Compiler Construction/Known Languages Conceptual Implementations

Known Languages Conceptual Implementations

Since this book is about the compiler, the following studies do not detail much syntax or language designs but implementation techniques. If you are familiar with languages below, it may help understand compilers by understanding how those familiar concepts (like dynamic binding) are implemented.

Furthermore, we don't consider practical implication of decisions on the language design. Some tricky situations, like problems of reference dependency or the precedence of operators, may not occur most of the times, but those are often the interests of language implementors.

Java

Invocation

In Java, there are four kinds of method invocation, namely invokestatic, invokespecial, invokevirtual, invokeinterface. As the names suggest, the first is used to invoke static method and the rest instance methods. Since a static method cannot be overridden, invokestatic is very simple; it is essentially the same as calling a function in C.

We now see the mechanism of invocation of instance methods. Consider the following piece of code.

class A {
  public static int f () { return 1; }
  private int g_private () { return 2; }
  public final int g_final () { return 3; }
  public int g_non_final () { return 4; }

  public void test (A a) {
    a.f ();  // static; this is always 1.
    a.g_private ();  // special; this is always 2.
    a.g_final (); // special; this is always 3.
    a.g_non_final (); // virtual; this may be 4 or something else.
  }
}

class B extends A {
  public int g_non_final () { return 6; }
}

class C extends B {
  public int g_non_final () { return 7; }
  public int foo () { return A.this.g_non_final (); }
}

invokestatic is invoked with the references to the class name and the method name and pops arguments from the stack. An expression A.f (2) is complied to:

iconst_2           // push a constant 2 onto the stack 
invokestatic A.f   // invoke a static method
// the return value is at the top of the stack.

In Java, a private method cannot be overridden. Thus, a method has to be called based on a class regardless of how an object is created. invokespecial allows this; the instruction is the same as invokestatic except that it also pops the object reference besides supplied arguments. Thus far, dynamic binding is not in use, and it is not necessary to have information about binding at runtime about private methods.

Specifically, invokespecial can be used either (1) calling a private method or (2) a invoking a method of the super class (including the constructor for the super class, namely <init>). To call a super method other than <init>, one has to write like super.f () where f is the name of the super method.

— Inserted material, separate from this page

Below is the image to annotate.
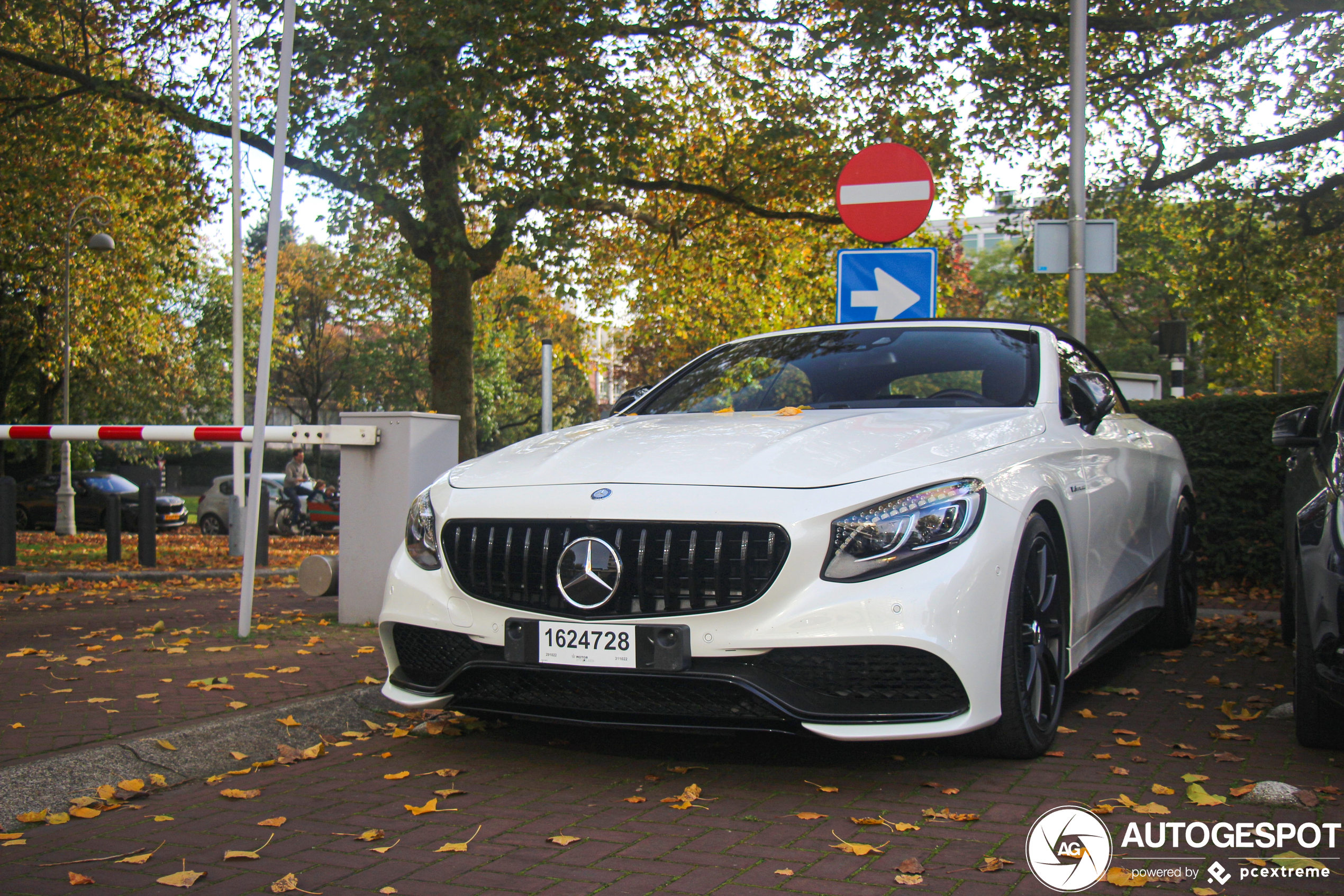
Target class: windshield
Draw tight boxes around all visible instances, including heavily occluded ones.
[85,473,140,495]
[633,326,1039,414]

In semantics invokeinterface doesn't differ from invokevirtual, but it can give the compiler a hit about the invocation.

Class methods

Class methods can be defined with a static qualifier. Private class methods may be in the same object, if they belong to the different classes. No two public class methods may be in the same object; in other words, class methods cannot be overridden. This also means final qualifier is semantically meaningless for class methods.

Fields

Each field is accessed based on a class. Consider the following.

class A {
  public int i = 2;
}

class B extends A {
  public int i = 3;
}

B b = new B ();
A a = b;
b.i++;  // this would be 3 + 1 = 4
a.i++;  // this would be 2 + 1 = 3

In other words, an access control modifier (none, public, private and protected) only affects if clients of the class can access a given field. This means that Java virtual machine may ignore the access flag, handling each field in the same manner.

References

How the Java virtual machine handles method invocation and return

Objective-C

Objects and fields

In Objective-C, each class is a struct in C. That is,

@interface A
{
  int a, b, c
}

@end

would be implemented as like:

struct A {
  int a, b, c;
  .... // some runtime information
};

Thus, since each object in Objective-C, a pointer to a memory block in the heap. And so the way to access fields is the same as the way for members of struct. That is,

id obj = [A alloc];

The implication of this scheme is that while an object naturally fits to non-OOP C program, one disadvantage is that fields cannot be "shadowed." That is,

@interface A
{
  @private
  int a;
}
@end

@interface B : A
{
  @private
  int a;
}
@end

This would result in duplicate members error. This contrasts with the situation in Java.

Finally, since the selection of methods occurs at runtime (in contrast to the cases in Java or C++), methods are handled differently than fields.

Methods

In Objective-C, the selection of methods occurs at runtime. Compilers may issue warnings about likely mistyped names because the compiler can know a set of selector names that are defined in the program. This, however, is not semantically necessary; any message can be sent to any object.

Semantically, the sender of a message checks if a given object responds to the message, and if not, try its super class, and if not again, its super and so on.

A complication may arise, for example, when there are two selectors with the differing return type. Consider the following case.

@interface A { }
- (float) func: (int) i
@end

@interface B { }
- (int) func: (int) i
@end

In this case, because the compiler cannot know to which method--(float) func or (int) func—an object would respond, it cannot generate code that sends a message, as returning a float value usually differs from doing an int value.